Rupee India: Support yang Berfokus pada Aliran dan Sikap Fiskal yang Lebih Luas – Societe Generale

Societe Generale mencatat bahwa Pemerintah India dan Reserve Bank of India (RBI) memprioritaskan arus modal masuk untuk mendukung Rupee India (INR) daripada mengetatkan kebijakan. Langkah-langkah tersebut meliputi keringanan pajak dan perluasan akses bagi investor asing dalam obligasi pemerintah, insentif untuk deposito FCNR(B), dan jendela swap concessional European Central Bank (ECB). Otoritas juga bersedia mentolerir defisit fiskal yang lebih luas setelah perang.

India Menargetkan Arus Masuk Obligasi dan Stabilitas Valas

"Pemerintah India dan RBI telah beralih ke pendekatan yang didorong oleh arus modal untuk mendukung INR, meluncurkan paket yang bertujuan mendatangkan modal FPI daripada mengetatkan kebijakan."

"Penghapusan pajak pemotongan untuk FPI atas pendapatan G-sec, perluasan jalur FAR, dan pelonggaran batas investasi dirancang untuk memperdalam arus masuk pasar obligasi."

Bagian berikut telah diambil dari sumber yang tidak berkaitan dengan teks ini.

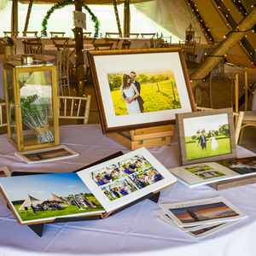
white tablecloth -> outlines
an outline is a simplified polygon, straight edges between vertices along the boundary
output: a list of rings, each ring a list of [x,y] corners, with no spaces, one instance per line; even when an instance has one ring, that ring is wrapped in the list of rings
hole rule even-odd
[[[125,148],[104,137],[96,125],[63,126],[61,142],[80,156],[44,165],[27,166],[14,154],[5,136],[0,137],[0,163],[12,171],[72,171]],[[150,148],[166,166],[178,165],[177,145]],[[240,157],[253,153],[238,148]],[[254,256],[256,243],[256,185],[221,192],[201,186],[189,189],[177,183],[161,192],[160,202],[207,198],[222,195],[249,218],[216,235],[196,241],[157,219],[157,204],[146,200],[107,219],[47,224],[43,237],[19,225],[0,203],[0,255],[173,255]]]

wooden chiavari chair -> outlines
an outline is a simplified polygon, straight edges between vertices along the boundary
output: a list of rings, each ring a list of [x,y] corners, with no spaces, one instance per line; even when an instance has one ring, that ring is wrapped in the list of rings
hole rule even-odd
[[[156,33],[141,33],[143,38],[154,38]]]
[[[38,38],[38,31],[24,31],[23,37],[27,37],[27,35],[32,35],[34,38]]]
[[[111,37],[119,38],[119,32],[106,32],[105,38],[111,38]]]
[[[55,37],[51,38],[53,44],[57,49],[57,50],[61,50],[66,48],[70,48],[70,38],[58,38]]]
[[[106,43],[113,44],[112,49],[119,49],[120,39],[118,38],[105,38]]]
[[[59,98],[61,109],[63,109],[63,114],[60,114],[60,119],[82,119],[84,125],[88,124],[90,96],[84,97],[60,96]]]
[[[54,32],[54,31],[50,32],[49,33],[51,38],[59,38],[59,37],[64,38],[66,34],[66,32]]]
[[[83,37],[84,38],[90,38],[92,32],[83,32]]]
[[[95,49],[113,49],[113,43],[94,43]]]
[[[0,128],[7,126],[6,103],[0,102]]]
[[[130,33],[131,38],[138,38],[140,36],[140,33]]]
[[[56,54],[59,91],[61,96],[70,96],[69,56],[68,49],[59,50]]]

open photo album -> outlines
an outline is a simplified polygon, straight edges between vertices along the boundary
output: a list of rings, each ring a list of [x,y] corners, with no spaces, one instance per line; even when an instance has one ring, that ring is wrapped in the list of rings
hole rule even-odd
[[[177,182],[146,148],[78,172],[0,178],[0,190],[21,224],[58,218],[107,218]]]
[[[170,169],[178,180],[195,188],[220,181],[256,176],[256,157],[206,162]]]

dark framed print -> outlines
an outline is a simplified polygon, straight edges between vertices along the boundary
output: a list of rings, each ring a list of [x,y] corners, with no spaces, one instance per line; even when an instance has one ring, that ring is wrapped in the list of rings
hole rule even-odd
[[[90,51],[103,133],[161,125],[195,110],[181,49]]]
[[[231,108],[178,113],[176,120],[183,165],[236,157]]]

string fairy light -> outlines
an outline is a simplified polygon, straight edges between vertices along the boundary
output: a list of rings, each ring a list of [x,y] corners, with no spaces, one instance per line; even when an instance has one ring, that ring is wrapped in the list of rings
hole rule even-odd
[[[201,27],[202,28],[202,30],[204,32],[204,35],[206,36],[206,38],[208,40],[208,42],[213,43],[214,39],[211,33],[211,30],[207,26],[206,22],[204,21],[203,18],[201,17],[196,3],[195,3],[193,0],[188,0],[188,3],[189,3],[189,5],[192,12],[194,13],[195,16],[196,17],[197,20],[199,21]]]

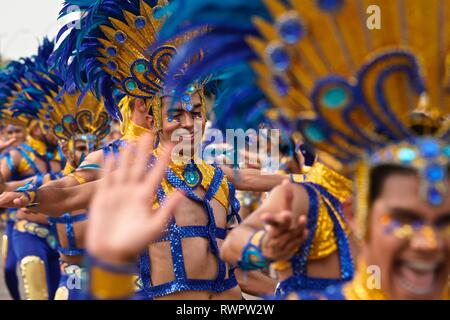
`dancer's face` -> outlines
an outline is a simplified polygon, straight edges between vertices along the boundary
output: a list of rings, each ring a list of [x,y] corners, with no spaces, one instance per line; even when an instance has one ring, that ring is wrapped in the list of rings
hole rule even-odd
[[[440,206],[420,195],[415,174],[392,174],[370,209],[363,245],[392,299],[441,299],[450,274],[450,194]],[[365,272],[365,270],[363,271]]]
[[[164,143],[172,141],[181,144],[183,150],[189,151],[193,156],[196,146],[201,141],[205,130],[206,119],[202,115],[202,101],[198,93],[191,96],[192,110],[182,108],[182,104],[170,105],[170,97],[162,99],[162,130],[160,141]],[[195,132],[194,128],[200,132]]]

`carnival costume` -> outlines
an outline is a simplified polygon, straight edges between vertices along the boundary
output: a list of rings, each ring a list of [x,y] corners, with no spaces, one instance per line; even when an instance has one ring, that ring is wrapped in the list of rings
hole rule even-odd
[[[292,108],[299,108],[304,100],[301,100],[297,93],[292,96],[289,91],[288,94],[287,85],[281,88],[287,88],[281,98],[276,95],[278,85],[285,84],[288,77],[283,75],[281,72],[283,70],[279,70],[283,64],[281,62],[280,65],[274,64],[269,58],[271,56],[275,59],[285,57],[281,54],[284,53],[282,50],[285,50],[282,46],[284,42],[276,40],[277,33],[273,26],[269,28],[266,23],[264,28],[261,27],[262,17],[270,19],[270,12],[262,2],[217,3],[202,0],[190,2],[185,7],[182,1],[174,1],[171,9],[173,14],[168,18],[161,32],[163,40],[177,35],[182,32],[181,30],[197,30],[208,26],[208,32],[197,36],[183,47],[183,57],[178,58],[171,65],[171,72],[174,72],[184,61],[198,54],[199,48],[204,52],[204,59],[193,63],[183,78],[176,83],[170,82],[169,86],[173,85],[178,92],[186,83],[198,77],[213,74],[212,78],[221,82],[216,104],[216,123],[224,124],[227,128],[237,126],[255,128],[262,120],[270,120],[273,127],[280,128],[287,136],[298,134],[300,131],[298,122],[301,115],[296,112],[297,109],[292,110]],[[257,21],[255,25],[252,22],[254,16],[256,16],[254,20]],[[292,19],[288,17],[284,19],[288,21],[287,23],[292,23]],[[293,32],[294,35],[298,32],[287,29],[286,32]],[[265,37],[266,32],[270,32],[268,38],[274,42],[271,42],[270,48],[264,51],[266,53],[261,52],[261,49],[265,48],[262,45],[254,51],[253,47],[247,43],[247,38],[255,37],[249,40],[249,43],[253,44],[256,42],[253,39],[259,39],[258,34]],[[284,29],[283,32],[285,32]],[[270,62],[270,66],[275,68],[274,72],[269,72],[267,67],[261,70],[262,63],[254,61],[258,59],[259,54],[265,54],[263,62]],[[248,63],[249,61],[252,63]],[[260,74],[261,77],[258,77]],[[270,86],[263,81],[268,77]],[[169,81],[170,79],[172,78],[169,77]],[[258,88],[256,83],[261,88]],[[290,261],[278,261],[272,264],[276,270],[281,271],[289,267],[293,270],[292,277],[279,283],[277,294],[282,295],[300,289],[324,289],[329,285],[352,279],[354,266],[348,239],[350,230],[341,205],[343,201],[351,197],[351,181],[321,163],[317,163],[315,168],[306,175],[293,175],[291,180],[294,183],[301,183],[308,193],[310,208],[307,227],[310,233],[306,242]],[[258,257],[247,255],[248,250],[258,251],[259,236],[255,234],[255,237],[252,237],[255,241],[251,239],[244,249],[242,263],[250,270],[267,267],[270,264],[270,261],[260,254]],[[340,260],[339,278],[323,279],[307,275],[308,262],[324,259],[334,253],[338,254]],[[252,262],[258,259],[261,261]]]
[[[240,43],[248,43],[253,51],[248,58],[258,86],[273,102],[269,112],[294,123],[322,161],[354,175],[359,238],[367,239],[370,230],[372,168],[394,164],[417,170],[423,199],[431,206],[442,204],[450,158],[447,4],[392,0],[264,3],[271,18],[254,17],[259,35],[254,33]],[[382,13],[381,29],[366,24],[365,8],[372,4]],[[215,44],[213,50],[219,50]],[[389,220],[383,225],[387,233],[400,238],[429,228],[423,223]],[[448,231],[446,227],[431,232],[448,236]],[[353,281],[320,293],[299,292],[299,296],[389,298],[381,289],[368,289],[366,280],[361,258]],[[445,297],[448,292],[443,293]]]
[[[68,1],[70,4],[70,1]],[[111,104],[112,89],[118,88],[128,97],[141,98],[150,101],[151,113],[155,121],[155,129],[162,129],[162,97],[172,95],[172,90],[165,86],[165,76],[168,64],[176,54],[176,47],[187,40],[188,35],[154,47],[157,32],[164,19],[158,14],[161,6],[152,7],[152,1],[98,1],[92,6],[82,6],[87,18],[84,20],[85,30],[73,30],[67,37],[70,42],[78,40],[79,50],[69,72],[76,74],[77,68],[86,69],[88,82],[75,82],[82,90],[90,89],[105,99],[105,105],[111,115],[120,117],[117,107]],[[158,3],[159,5],[162,4]],[[74,41],[75,42],[75,41]],[[66,58],[60,55],[60,62]],[[86,62],[86,63],[84,63]],[[79,80],[79,79],[78,79]],[[201,83],[191,84],[184,89],[182,107],[187,112],[193,109],[191,95],[201,96],[202,110],[199,117],[206,117],[206,108]],[[194,117],[194,115],[192,115]],[[169,117],[170,118],[170,117]],[[177,119],[168,119],[169,122]],[[158,157],[155,150],[153,161]],[[197,196],[193,191],[201,186],[205,197]],[[227,211],[228,218],[236,216],[239,203],[234,197],[234,187],[227,181],[223,172],[217,167],[204,162],[194,163],[192,160],[185,164],[171,163],[166,176],[161,183],[154,207],[163,205],[167,196],[176,190],[183,190],[188,198],[200,204],[207,214],[206,226],[178,226],[173,218],[164,236],[158,242],[169,242],[171,259],[174,266],[175,279],[169,283],[153,285],[149,251],[146,250],[140,258],[140,279],[138,285],[147,299],[153,299],[180,291],[210,291],[223,292],[237,286],[233,270],[226,271],[225,263],[220,259],[217,239],[224,239],[226,229],[216,226],[212,199],[221,203]],[[181,247],[183,238],[207,238],[211,252],[218,260],[218,275],[213,280],[189,279],[184,264],[184,253]],[[95,297],[102,297],[107,290],[100,290],[98,283],[111,288],[112,284],[105,279],[111,279],[107,270],[91,268],[91,293]],[[121,277],[117,275],[117,277]],[[99,280],[100,279],[100,280]],[[120,280],[120,279],[119,279]],[[122,279],[123,280],[123,279]],[[118,283],[124,283],[119,281]],[[125,287],[129,283],[125,281]],[[111,288],[114,296],[122,291],[119,287]],[[103,296],[104,297],[104,296]]]
[[[31,59],[23,59],[18,62],[25,68],[23,74],[16,78],[17,82],[11,91],[9,100],[3,105],[7,108],[13,118],[28,119],[27,127],[31,130],[34,126],[39,126],[42,132],[46,132],[44,124],[36,120],[35,110],[29,103],[36,97],[33,92],[25,92],[30,82],[30,73],[33,69],[46,68],[46,61],[53,50],[53,44],[44,40],[39,47],[38,54]],[[40,186],[47,180],[54,180],[60,177],[59,172],[52,171],[51,162],[64,165],[64,156],[59,148],[50,147],[47,141],[37,140],[30,135],[26,143],[13,149],[10,153],[16,152],[20,156],[18,166],[14,165],[12,155],[5,156],[9,170],[17,180],[30,178],[24,187],[17,189],[17,192],[30,196],[32,191],[29,187]],[[11,158],[9,158],[11,157]],[[10,159],[10,160],[8,160]],[[45,164],[45,169],[39,168],[36,160]],[[25,296],[27,299],[52,299],[59,281],[58,253],[54,249],[55,236],[51,232],[49,225],[28,221],[26,219],[16,219],[12,232],[13,249],[19,262],[20,272],[23,278]]]

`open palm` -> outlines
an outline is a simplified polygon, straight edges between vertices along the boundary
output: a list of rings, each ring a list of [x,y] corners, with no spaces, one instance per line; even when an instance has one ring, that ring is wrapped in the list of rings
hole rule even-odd
[[[86,246],[94,257],[116,263],[134,261],[161,235],[182,197],[175,193],[163,207],[152,210],[170,159],[167,149],[149,170],[152,145],[150,137],[144,137],[138,146],[129,145],[114,172],[114,161],[107,159],[105,177],[99,181],[89,210]]]

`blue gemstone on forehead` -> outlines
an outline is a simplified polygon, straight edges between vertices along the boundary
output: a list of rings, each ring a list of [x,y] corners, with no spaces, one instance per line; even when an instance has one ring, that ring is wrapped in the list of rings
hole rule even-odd
[[[136,19],[134,20],[134,25],[136,26],[137,29],[144,28],[146,24],[147,21],[145,21],[144,17],[136,17]]]
[[[136,87],[137,87],[136,82],[134,82],[132,80],[127,82],[127,89],[128,90],[134,91],[134,90],[136,90]]]
[[[144,73],[147,70],[147,66],[143,62],[139,62],[136,64],[136,71],[139,73]]]
[[[305,28],[298,17],[281,18],[278,34],[288,44],[297,43],[305,35]]]
[[[267,54],[276,70],[285,71],[289,67],[290,58],[285,48],[281,46],[269,46],[267,48]]]
[[[425,158],[434,158],[439,156],[440,147],[436,140],[426,139],[420,142],[420,153]]]
[[[190,85],[187,89],[187,92],[189,93],[194,93],[195,92],[195,86],[194,85]]]
[[[281,97],[284,97],[289,92],[289,86],[284,81],[284,79],[280,76],[274,76],[273,77],[273,84],[275,85],[275,88],[277,89],[278,94]]]
[[[181,100],[183,100],[184,102],[189,102],[189,101],[191,101],[191,96],[188,95],[188,94],[184,94],[184,95],[181,97]]]
[[[347,91],[342,87],[333,87],[325,91],[322,102],[330,109],[341,108],[348,100]]]
[[[63,121],[65,123],[72,123],[73,122],[73,118],[71,116],[64,116]]]
[[[115,56],[117,56],[117,49],[115,47],[108,47],[108,48],[106,48],[106,53],[110,57],[115,57]]]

"Pada saat yang sama, bank-bank telah diberi insentif untuk meningkatkan deposito FCNR(B) dengan suku bunga menarik (6–7%+), dengan RBI menyerap biaya lindung nilai."

"Jendela swap concessional ECB juga menghidupkan kembali pinjaman offshore, memperkuat dorongan yang lebih luas untuk mengatur arus masuk dolar dan menstabilkan INR."

"Pemerintah India terbuka untuk membiarkan defisit fiskal melebar hingga sebesar 4,8% dari PDB dibandingkan target sebelumnya sebesar 4,3% menyusul perang yang sedang berlangsung."

(Artikel ini dibuat dengan bantuan alat Kecerdasan Buatan dan ditinjau oleh editor.)